I need to have some files transfered (~200MiB) over net and upload speeds here are very slow, so I'd want to compress the data as much as possible. CPU time consumed is not very important.
EDIT
Here's what I got after testing various compression methods:
Uncompressed size was: 25,462,686B
My processor is Intel Core 2 Due T8100 and I have 4GiB of ram.
Best compression was with PeaZip using PAQ8O algorithm. Resulting file size was 19,994,325B. Settings used were compression level: maximum. Unfortunately, speed of compression was around 5KiB/s, so it took more that one hour to compress data.
Next was experimental PAQ9O compressor. Using it, I got 20,132,660B in about 3 minutes of compression. Unfortunately, program is command line only, and not many other programs use that compression algorithm. It also uses around 1.5GiB of RAM with settings I used (a -9 -c)
After that was 7-Zip 9.15 beta (2010-06-20) using LZMA2. Using it, I got 20,518,802B in about 3 minutes. Settings used were word size 273, dictionary size 64MB and I used 2 threads for compression.
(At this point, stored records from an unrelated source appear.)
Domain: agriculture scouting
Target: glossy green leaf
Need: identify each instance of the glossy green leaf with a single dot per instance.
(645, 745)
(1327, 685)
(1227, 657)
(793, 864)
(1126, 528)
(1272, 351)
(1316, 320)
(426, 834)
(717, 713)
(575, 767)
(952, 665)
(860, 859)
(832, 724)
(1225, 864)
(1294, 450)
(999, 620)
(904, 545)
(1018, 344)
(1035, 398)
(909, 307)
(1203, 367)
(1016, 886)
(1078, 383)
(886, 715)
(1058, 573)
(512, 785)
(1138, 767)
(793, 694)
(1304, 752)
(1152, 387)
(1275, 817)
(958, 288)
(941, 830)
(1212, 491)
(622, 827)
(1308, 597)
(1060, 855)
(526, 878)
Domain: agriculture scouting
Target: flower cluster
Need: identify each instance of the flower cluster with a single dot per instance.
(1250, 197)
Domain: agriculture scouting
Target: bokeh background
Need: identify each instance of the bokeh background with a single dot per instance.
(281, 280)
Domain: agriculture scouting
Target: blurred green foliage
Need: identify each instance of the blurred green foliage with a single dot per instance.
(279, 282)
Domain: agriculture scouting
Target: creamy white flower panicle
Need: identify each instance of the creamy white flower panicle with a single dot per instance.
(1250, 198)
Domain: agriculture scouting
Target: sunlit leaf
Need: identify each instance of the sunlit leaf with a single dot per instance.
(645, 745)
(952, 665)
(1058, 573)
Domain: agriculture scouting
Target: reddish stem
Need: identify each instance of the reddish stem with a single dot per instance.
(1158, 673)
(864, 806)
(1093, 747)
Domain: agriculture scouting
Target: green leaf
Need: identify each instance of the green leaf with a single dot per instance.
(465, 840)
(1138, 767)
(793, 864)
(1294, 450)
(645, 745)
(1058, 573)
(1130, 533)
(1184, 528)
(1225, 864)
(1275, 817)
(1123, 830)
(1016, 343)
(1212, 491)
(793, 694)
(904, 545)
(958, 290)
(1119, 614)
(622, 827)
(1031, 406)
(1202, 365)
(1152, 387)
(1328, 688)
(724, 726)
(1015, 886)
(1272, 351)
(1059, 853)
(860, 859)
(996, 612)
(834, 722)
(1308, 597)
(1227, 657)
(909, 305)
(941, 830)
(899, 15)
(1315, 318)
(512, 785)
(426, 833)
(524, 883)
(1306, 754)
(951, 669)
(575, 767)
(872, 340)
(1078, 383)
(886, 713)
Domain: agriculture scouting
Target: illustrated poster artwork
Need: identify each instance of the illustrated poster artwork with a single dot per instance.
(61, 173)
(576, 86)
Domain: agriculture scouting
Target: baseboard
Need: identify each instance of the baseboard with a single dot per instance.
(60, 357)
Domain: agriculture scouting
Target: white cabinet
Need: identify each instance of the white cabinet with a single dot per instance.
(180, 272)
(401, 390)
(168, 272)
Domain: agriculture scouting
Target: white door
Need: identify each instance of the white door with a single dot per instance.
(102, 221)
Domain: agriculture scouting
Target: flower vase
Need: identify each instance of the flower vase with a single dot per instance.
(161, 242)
Now back to my original question: In my case solid block size didn't produce any noticeable results. Increasing word size did produce some results. Difference between highest word size and smallest was 115,260B. I believe that such savings do justify efforts needed to make two necessary clicks and change word size.
I tried using other compression algorithms supported by 7zip and PeaZip and they produces files in sizes from 19.8MiB to 21.5MiB.
In the end my conclusion is that when compressing PDF documents containing mostly images, the effort needed to use exotic compression algorithms isn't justified. Compression using LZMA2 in 7zip produced quite acceptable results in least amount of time.
Solution 1:
The content of the PDFs (text & images) is probably already compressed -- so there's not going to be much to gain by trying to compress them again.
Solution 2:
Try precomp - it first decompresses the already compressed data inside of your PDFs. Then 7z can do its magic on uncompressed data.
Also try nanozip which I have verified to be very effective, yet very efficient (400kb/s at compression ratios of PAQ algorithms).
Solution 3:
7za a -t7z -mx-9 -mfb=258 -mpass=15 filename.7z subdir
Adjust the first word as necessary for the name of your command line executable, and adjust the parts after "-mpass=15" to customize your filename and what it should include.
This answer is not specific to PDF documents.
This uses LZMA, not PPM. I've stayed away from PPM because there are too many variations that are not compatible with other variations. LZMA looks to be more stable, with compatibility being more widely supported. So I've stayed away from PPM precisely because my opinion was, as you've stated, "the effort needed to use exotic compression algorithms isn't justified."